I have no idea if this would be possible or not, but what would you think of this. Contestants each get a song, rep plot, and offline file with the patch say 48 hours out. They come the night before the show and each person/group gets 30-45 min to program/practice with the rig followed by a qualification run (to CD, basically to make sure they have something descent). They give the disks to us in the morning, we merge into a showfile and give everyone say 10 min to run through and make sure the merge was successful (obviously we would use a board that works well to merge show files) the next day. Possibly have classes on various topics that students can attend while not working with the rig. Then everyone that qualified runs their song with the warm up band (this is the not sure if it could be arranged part) during the show. Our staff would fill in on any that the person didn't qualify. Judges decide winners during the headliner. Then after the show have awards ceremony and masterclass.


----------



## Cadmium6855 (Feb 3, 2012)

That sounds like a great idea. Personally April would only work the first 2 weeks because I have 5 shows in the 2nd two (also I live in socal so its a drive)... I would love to help you organize this and possibly compete, we could get local companies to donate prizes, see if your faculty will run classes/workshops for competitors. Get a local hotel to give you group rates if you get enough people to come down. The real problem is getting people to come because if you want it in April thats only a month away... obviously there is always CB, but still. Another problem is the console, because some people could possibly have access to the same console and could take the patch and pre-program. But other than that, I think it's great but I don't think rushing is a good idea, maybe want to hold off 3-4 months, incorporate audio and video (depending on available equipment) but i'm sure some companies would donate equipment to this, for sponsorship (getting sponsors is kind of my secondary function, lol). 

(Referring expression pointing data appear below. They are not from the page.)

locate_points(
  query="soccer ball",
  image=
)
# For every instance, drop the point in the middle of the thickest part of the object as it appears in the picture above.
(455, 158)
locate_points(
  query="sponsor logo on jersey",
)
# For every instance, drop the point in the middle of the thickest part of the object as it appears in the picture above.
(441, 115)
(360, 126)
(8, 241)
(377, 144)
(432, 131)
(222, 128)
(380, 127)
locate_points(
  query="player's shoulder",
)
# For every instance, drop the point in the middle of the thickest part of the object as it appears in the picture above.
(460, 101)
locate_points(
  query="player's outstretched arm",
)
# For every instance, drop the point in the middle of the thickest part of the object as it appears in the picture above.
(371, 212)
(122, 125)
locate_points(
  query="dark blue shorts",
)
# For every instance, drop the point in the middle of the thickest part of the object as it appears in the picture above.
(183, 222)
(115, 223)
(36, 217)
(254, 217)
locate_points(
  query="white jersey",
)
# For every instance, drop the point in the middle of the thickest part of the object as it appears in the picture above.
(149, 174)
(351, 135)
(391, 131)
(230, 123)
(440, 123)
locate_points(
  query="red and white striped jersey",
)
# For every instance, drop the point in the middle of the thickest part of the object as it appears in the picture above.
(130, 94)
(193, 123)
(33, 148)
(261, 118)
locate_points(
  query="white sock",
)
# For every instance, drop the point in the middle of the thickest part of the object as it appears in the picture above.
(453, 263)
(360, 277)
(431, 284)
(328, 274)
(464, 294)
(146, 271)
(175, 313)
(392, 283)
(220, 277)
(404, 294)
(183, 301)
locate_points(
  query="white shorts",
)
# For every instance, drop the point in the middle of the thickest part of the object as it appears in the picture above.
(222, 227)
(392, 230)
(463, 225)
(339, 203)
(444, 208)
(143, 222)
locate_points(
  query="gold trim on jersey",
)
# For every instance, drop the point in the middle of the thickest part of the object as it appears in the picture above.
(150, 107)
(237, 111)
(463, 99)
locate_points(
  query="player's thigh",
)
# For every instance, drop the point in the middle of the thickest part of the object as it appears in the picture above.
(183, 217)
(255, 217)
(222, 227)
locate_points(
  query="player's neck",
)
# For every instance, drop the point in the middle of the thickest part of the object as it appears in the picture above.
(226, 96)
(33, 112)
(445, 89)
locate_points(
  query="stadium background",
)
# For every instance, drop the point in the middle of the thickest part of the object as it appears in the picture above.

Let me know what you think!


----------



## Pie4Weebl (Feb 3, 2012)

I wouldn't merge showfiles... With people using a mass of groups and effects it would get messy really quickly, if possible I'd get two desks with a DMX switch, load up the next persons file as the current person is on.


----------



## Footer (Feb 3, 2012)

I think you are on the right track with turning this into more of a class. There is no point judging people if the competition is not at least competitive. If you are going to get this gear together, at least give the kids some instruction before they get cut loose. If you want to do the contest as the "capstone" event, fine.


----------



## shiben (Feb 9, 2012)

Footer said:


> I think you are on the right track with turning this into more of a class. There is no point judging people if the competition is not at least competitive. If you are going to get this gear together, at least give the kids some instruction before they get cut loose. If you want to do the contest as the "capstone" event, fine.


 
Now thats an idea. Do a weekend or school week workshop on Concert Lighting Design with a few highly experienced designers, teach the kids how to use the stuff, then use the OLE to get each kid working on stuff, by the end of the week have a showfile for a song from a reasonably cool band (probably a cool local act, I know GR had a few that would have loved to play for this kind of thing) and have them available during the day to go over ideas, then do a concert at the end with all the kids designs on stage. That would be cool.


----------